Chief Justice Roberts said gay couples seeking to marry are not seeking to join the institution of marriage. “You’re seeking to change what the institution is,” he told Bonauto.
Roberts also said people would be more accepting of change if it was achieved through the democratic process, rather than imposed by courts. Only 11 states have granted marriage rights to same-sex couples through the ballot or the legislative action. Court rulings are responsible for all the others.
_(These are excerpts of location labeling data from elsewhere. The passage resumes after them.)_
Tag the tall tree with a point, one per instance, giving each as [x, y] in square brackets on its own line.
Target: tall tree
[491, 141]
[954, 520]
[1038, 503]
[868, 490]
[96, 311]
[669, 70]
Yet the chief justice also questioned the arguments by Kentucky, Michigan, Ohio and Tennessee, four of the 14 remaining states that allow only heterosexual marriage. Those four had marriage bans upheld by the federal appeals court in Cincinnati in November, the only federal appeals court that has ruled in favor of the states since the Supreme Court 2013 ruling..
“If Sue loves Joe and Tom loves Joe, Sue can marry him and Tom can’t. Why isn’t that a straightforward question of sexual discrimination?” he asked.
The session was interrupted once by a protester who yelled that supporters of gay marriage “will burn in hell.” He was removed by security.
In the last part of the session, devoted to whether states have to recognize same-sex marriages from elsewhere, both Kennedy and Roberts directed skeptical questions to a lawyer for same-sex couples, Douglas Hallward-Driemeier.
Why should one state “have to yield” in recognizing a marriage from another state? Kennedy asked.
And Roberts suggested that states’ rights would be undermined if residents of states that forbid same-sex unions could get married elsewhere, then return home and demand recognition.
“One state would basically set the policy for the entire nation,” he said.